The head of the Financial Services Development Council, Laura Cha Shih May-lung, apologized yesterday for contradicting herself on whether the new entity will accept private donations or not.
The council will not accept any outside financial aid, she said.
She also clarified the council - a key plank in Chief Executive Leung Chun- ying's election platform - will be a public body.
After the council's first meeting yesterday, Cha apologized to reporters for earlier comments that it was a "private entity."
Her past comments, she admitted, had sparked much public debate on the nature of the council.
"I was responding to a reporter's question on what basis could the FSDC lobby mainland government ministries. I meant to say that we would be a 'non- official body' and 'non-statutory body,' but instead I said 'private entity,'" said the veteran investment banker, explaining her gaffe.
She stressed the council will be a non-profit organization operating under the Financial Services and the Treasury Bureau.
"The council has no administrative function or power. It is not a policy making bureau nor a regulator, and it is not a sovereign fund," she stressed.

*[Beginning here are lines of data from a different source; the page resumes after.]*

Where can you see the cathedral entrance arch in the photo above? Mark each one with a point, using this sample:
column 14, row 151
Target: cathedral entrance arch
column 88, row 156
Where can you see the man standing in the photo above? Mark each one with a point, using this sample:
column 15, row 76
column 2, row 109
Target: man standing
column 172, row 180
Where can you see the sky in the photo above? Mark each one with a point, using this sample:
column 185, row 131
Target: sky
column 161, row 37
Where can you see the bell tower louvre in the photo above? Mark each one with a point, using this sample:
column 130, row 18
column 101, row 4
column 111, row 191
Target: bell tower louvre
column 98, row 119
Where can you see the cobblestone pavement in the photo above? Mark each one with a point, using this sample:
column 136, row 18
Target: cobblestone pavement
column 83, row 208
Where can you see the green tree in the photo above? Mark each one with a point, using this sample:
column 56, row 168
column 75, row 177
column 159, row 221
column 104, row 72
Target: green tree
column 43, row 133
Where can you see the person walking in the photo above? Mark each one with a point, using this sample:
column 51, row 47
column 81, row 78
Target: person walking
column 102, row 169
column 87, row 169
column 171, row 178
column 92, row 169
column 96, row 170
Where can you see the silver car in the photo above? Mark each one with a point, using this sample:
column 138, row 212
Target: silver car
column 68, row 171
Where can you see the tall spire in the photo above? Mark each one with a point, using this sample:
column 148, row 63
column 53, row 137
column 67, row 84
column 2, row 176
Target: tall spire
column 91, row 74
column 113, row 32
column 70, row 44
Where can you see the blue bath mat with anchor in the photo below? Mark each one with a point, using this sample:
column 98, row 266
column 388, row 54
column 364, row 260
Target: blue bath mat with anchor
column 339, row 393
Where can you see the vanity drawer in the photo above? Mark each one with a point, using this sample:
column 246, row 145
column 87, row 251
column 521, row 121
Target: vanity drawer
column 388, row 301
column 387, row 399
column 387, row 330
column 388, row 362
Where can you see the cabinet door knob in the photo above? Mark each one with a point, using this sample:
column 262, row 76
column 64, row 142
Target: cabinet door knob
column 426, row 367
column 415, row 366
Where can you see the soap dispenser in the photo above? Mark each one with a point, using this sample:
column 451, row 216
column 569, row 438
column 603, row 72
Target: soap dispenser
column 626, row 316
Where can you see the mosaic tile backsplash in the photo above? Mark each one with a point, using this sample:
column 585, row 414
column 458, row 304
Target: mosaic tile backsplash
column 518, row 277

As for whether the council could be set up in the form of a company limited by guarantee, she said so far this is just a suggestion. "We are open to opinion on how it should be formed."
The council has caused much confusion and sparked worries it would develop conflicts of interest with other government departments.
On its inception on January 17, financial policy chief Ceajer Chan Ka- keung said the council should be self- funded in the long run, while Cha said it could consider taking donations from universities and the private sector.
The next day, the government revealed the council will be a public body as defined by the Anti Corruption Ordinance and will be subject to legal scrutiny.
To further dispel any doubt, Cha said yesterday: "The council at this stage has no plan to accept donations or raise funds from private organizations."
She added in the first three years, the council's secretariat will be seconded from the government, with one employee each borrowed from the Hong Kong Monetary Authority, Securities and Futures Commission and the Trade Development Council.
But she stopped short of giving details of how the council will be funded after the initial three-year period, saying the members need time to figure that out.
Another concern about the council is that its 22-member board is comprised mainly of heavyweight mainland business people, including Zhu Yunlai, son of former premier Zhu Rongji and chief executive of Chinese Investment Corp, and Bank of China International deputy chief executive Tse Yung-hoi.
Most organizations represented in the board are owned by the central government.
Cha said 20 people attended the council's first meeting yesterday, with one absentee connected on the phone. Leung also sat in at the conference.
She said members agreed the council will focus on five subject areas, namely financial services development, opportunities on the mainland, new businesses, market promotion and human resource development.